Jin Daily Tech Trivia: Dell & HP Are Quietly Dropping HEVC Hardware Support
Jin Daily Tech Trivia: Dell & HP Are Quietly Dropping HEVC Hardware Support
Did you know your new Dell or HP laptop might struggle with smooth HEVC/H.265 video playback—even though the processor technically supports it?
Most Intel (6th-gen and newer) and AMD laptop chips have built-in hardware support for HEVC decoding since 2015. But recently, some popular models from Dell and HP are intentionally disabling this feature.
Why? Likely to save on licensing costs.
OEMs may need to pay fees for enabling HEVC hardware decoding and encoding—both for using the technology and for every device they ship with it enabled. With royalty rates increasing from $0.20 to $0.24 per device starting January, the cost adds up fast. For context, HP sold over 15 million PCs in Q3 2025, while Dell sold over 10 million.

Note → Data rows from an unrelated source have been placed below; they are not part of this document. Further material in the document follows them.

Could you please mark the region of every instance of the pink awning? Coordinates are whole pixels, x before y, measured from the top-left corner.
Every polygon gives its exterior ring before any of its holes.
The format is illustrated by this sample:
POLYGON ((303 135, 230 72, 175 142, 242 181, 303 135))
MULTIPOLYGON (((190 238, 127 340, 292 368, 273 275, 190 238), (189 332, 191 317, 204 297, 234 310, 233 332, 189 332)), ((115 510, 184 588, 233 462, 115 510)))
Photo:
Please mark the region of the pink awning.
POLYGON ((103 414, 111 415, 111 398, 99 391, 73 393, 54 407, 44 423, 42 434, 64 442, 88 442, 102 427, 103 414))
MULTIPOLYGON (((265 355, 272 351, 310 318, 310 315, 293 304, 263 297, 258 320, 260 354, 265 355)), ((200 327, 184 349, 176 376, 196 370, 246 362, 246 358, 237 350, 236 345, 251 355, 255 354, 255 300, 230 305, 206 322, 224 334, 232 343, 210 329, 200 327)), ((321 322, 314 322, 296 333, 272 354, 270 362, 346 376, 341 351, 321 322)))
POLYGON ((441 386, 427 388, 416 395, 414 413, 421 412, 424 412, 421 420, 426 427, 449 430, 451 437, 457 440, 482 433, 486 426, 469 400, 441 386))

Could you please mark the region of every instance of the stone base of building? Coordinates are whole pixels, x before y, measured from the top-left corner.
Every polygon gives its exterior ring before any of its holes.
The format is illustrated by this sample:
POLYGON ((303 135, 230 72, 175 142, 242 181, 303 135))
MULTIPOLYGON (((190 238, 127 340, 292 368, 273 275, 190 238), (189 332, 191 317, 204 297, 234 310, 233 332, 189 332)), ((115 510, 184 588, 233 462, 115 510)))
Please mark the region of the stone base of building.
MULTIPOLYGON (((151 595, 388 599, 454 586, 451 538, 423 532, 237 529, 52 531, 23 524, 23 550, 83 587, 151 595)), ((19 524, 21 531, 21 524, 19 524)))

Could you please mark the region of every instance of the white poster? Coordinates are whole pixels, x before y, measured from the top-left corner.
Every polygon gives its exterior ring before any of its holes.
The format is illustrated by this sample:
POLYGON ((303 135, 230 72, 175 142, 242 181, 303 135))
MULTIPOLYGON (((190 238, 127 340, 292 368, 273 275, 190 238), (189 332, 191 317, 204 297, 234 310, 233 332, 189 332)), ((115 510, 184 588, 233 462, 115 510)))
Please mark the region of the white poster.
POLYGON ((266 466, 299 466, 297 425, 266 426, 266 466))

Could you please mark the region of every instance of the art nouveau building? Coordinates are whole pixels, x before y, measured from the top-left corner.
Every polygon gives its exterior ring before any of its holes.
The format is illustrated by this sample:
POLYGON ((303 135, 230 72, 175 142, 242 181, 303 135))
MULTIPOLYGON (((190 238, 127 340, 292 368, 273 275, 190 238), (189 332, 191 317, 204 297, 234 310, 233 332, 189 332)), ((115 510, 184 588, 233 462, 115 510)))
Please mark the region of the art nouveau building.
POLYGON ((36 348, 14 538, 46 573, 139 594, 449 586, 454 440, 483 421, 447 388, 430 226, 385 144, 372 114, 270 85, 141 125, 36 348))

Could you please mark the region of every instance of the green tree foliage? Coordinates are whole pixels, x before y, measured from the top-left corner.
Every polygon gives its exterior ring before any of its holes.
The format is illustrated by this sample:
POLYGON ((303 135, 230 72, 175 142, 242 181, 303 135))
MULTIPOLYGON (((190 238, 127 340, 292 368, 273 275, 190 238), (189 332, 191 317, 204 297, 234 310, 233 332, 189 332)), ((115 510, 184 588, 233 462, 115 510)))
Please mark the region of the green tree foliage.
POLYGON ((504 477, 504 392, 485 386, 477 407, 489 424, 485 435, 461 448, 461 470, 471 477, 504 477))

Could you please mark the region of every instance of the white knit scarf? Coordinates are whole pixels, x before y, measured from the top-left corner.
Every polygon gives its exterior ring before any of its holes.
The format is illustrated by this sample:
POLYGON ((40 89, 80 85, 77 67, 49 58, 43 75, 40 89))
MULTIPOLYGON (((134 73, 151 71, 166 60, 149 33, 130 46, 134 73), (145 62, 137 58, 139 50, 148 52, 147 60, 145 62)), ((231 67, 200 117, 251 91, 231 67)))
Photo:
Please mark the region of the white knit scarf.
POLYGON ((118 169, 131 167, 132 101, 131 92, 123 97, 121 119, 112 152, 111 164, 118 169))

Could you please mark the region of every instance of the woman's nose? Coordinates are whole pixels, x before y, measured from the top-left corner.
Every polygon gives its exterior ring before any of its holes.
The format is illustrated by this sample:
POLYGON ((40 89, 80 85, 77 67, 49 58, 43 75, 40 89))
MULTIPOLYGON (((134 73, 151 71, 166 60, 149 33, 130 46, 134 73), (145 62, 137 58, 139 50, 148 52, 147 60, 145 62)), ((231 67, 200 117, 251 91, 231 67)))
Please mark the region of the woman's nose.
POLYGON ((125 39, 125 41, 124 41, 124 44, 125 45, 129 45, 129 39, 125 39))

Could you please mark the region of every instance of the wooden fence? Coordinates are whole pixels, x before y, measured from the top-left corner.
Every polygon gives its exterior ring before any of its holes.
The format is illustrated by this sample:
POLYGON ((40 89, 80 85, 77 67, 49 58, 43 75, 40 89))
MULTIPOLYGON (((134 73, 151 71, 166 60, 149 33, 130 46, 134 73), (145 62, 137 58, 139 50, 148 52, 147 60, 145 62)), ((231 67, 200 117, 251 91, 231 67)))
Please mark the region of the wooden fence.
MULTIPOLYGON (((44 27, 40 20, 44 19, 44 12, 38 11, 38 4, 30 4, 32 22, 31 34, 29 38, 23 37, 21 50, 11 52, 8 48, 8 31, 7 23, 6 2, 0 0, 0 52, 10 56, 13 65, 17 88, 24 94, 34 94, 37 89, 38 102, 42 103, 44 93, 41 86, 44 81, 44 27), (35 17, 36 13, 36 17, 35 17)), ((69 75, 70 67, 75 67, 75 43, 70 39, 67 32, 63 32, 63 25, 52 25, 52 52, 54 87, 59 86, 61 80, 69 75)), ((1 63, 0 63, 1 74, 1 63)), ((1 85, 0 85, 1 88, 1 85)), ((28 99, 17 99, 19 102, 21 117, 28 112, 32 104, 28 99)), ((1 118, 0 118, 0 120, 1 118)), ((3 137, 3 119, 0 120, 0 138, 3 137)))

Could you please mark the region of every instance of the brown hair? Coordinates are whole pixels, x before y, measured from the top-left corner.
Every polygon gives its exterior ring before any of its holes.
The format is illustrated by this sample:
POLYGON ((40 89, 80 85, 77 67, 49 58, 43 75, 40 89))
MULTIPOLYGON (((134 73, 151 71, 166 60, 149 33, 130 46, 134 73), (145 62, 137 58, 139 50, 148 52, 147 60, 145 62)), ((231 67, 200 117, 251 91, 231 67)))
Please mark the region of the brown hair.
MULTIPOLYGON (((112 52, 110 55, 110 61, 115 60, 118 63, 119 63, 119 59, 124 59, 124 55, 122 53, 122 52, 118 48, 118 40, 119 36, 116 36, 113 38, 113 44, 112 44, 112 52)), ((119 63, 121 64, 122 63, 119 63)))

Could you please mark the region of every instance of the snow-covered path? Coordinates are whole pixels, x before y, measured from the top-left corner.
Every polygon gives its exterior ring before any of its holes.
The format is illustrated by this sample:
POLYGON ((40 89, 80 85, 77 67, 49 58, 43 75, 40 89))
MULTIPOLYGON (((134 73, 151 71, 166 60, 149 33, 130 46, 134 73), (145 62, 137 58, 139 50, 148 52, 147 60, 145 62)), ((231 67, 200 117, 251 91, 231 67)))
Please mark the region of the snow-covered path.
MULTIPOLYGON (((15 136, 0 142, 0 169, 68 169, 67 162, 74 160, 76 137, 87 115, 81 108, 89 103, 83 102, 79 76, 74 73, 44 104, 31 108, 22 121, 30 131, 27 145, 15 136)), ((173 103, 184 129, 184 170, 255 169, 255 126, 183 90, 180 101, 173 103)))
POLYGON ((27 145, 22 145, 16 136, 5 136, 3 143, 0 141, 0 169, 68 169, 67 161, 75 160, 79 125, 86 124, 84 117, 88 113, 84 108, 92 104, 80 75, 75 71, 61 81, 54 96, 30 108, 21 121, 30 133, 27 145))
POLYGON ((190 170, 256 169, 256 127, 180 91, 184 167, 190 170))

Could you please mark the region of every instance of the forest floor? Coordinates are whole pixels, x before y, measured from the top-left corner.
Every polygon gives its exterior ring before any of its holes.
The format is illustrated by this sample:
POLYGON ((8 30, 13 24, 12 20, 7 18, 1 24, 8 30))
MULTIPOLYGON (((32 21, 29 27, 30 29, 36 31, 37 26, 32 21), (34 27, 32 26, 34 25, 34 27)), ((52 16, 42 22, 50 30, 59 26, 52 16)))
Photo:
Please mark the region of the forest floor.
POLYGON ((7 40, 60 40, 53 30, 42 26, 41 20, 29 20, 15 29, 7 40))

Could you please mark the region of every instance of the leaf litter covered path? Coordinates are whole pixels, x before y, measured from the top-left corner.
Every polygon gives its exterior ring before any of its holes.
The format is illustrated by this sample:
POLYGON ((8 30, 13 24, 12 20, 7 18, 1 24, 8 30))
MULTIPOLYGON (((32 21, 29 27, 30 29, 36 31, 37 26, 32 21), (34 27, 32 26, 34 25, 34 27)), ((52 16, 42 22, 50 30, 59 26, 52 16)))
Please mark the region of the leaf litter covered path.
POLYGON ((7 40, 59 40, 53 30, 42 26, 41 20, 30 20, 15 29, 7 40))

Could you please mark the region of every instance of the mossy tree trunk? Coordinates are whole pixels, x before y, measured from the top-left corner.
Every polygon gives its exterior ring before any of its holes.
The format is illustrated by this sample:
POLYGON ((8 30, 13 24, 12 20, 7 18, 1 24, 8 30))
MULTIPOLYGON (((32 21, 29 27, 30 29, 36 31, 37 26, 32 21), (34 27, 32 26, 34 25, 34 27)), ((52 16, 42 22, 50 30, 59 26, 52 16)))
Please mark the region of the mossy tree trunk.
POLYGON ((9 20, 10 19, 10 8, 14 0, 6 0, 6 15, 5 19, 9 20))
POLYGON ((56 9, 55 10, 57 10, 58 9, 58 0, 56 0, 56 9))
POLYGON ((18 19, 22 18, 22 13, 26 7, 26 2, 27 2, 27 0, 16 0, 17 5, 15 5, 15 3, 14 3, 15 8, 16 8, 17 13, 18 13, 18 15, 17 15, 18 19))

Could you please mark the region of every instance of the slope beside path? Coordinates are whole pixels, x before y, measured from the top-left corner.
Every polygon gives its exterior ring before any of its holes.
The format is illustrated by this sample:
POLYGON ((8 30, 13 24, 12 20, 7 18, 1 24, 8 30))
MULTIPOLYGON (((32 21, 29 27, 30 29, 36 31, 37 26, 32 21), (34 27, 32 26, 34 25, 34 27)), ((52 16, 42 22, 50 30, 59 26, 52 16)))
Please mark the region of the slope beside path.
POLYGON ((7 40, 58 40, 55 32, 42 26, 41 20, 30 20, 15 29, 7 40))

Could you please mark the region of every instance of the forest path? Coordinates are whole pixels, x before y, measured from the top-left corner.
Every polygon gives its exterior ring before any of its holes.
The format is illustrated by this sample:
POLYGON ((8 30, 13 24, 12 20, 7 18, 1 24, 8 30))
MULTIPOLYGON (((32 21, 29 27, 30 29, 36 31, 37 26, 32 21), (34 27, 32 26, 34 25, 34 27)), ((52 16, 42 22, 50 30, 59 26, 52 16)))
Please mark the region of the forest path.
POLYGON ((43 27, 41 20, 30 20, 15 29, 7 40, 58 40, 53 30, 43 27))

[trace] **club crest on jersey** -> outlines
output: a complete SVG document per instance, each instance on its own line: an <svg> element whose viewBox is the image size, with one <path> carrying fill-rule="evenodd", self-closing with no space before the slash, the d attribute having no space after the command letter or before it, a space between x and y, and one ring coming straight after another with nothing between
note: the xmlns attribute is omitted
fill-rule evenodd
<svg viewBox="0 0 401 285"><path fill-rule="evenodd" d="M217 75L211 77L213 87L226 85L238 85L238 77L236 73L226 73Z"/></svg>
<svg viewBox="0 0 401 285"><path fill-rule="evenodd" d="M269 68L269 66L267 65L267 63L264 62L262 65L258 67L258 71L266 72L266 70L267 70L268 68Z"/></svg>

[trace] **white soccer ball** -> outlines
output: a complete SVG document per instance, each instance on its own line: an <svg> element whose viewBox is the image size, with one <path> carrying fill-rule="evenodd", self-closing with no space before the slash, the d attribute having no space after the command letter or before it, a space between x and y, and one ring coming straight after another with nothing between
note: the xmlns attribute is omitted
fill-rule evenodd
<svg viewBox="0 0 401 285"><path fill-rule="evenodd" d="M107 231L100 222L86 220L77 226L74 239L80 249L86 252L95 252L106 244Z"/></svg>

So, what does this mean for users? Without hardware decoding, HEVC videos may stutter, drain more battery, and rely heavily on software decoding—even if your CPU is fully capable.
This isn’t the first case either. Last year, NAS maker Synology also dropped HEVC and H.264 transcoding, saying most modern devices already support video playback natively.
Now think about it—if they’re willing to turn off a key feature just to save a few cents per device… what else might they quietly cut next?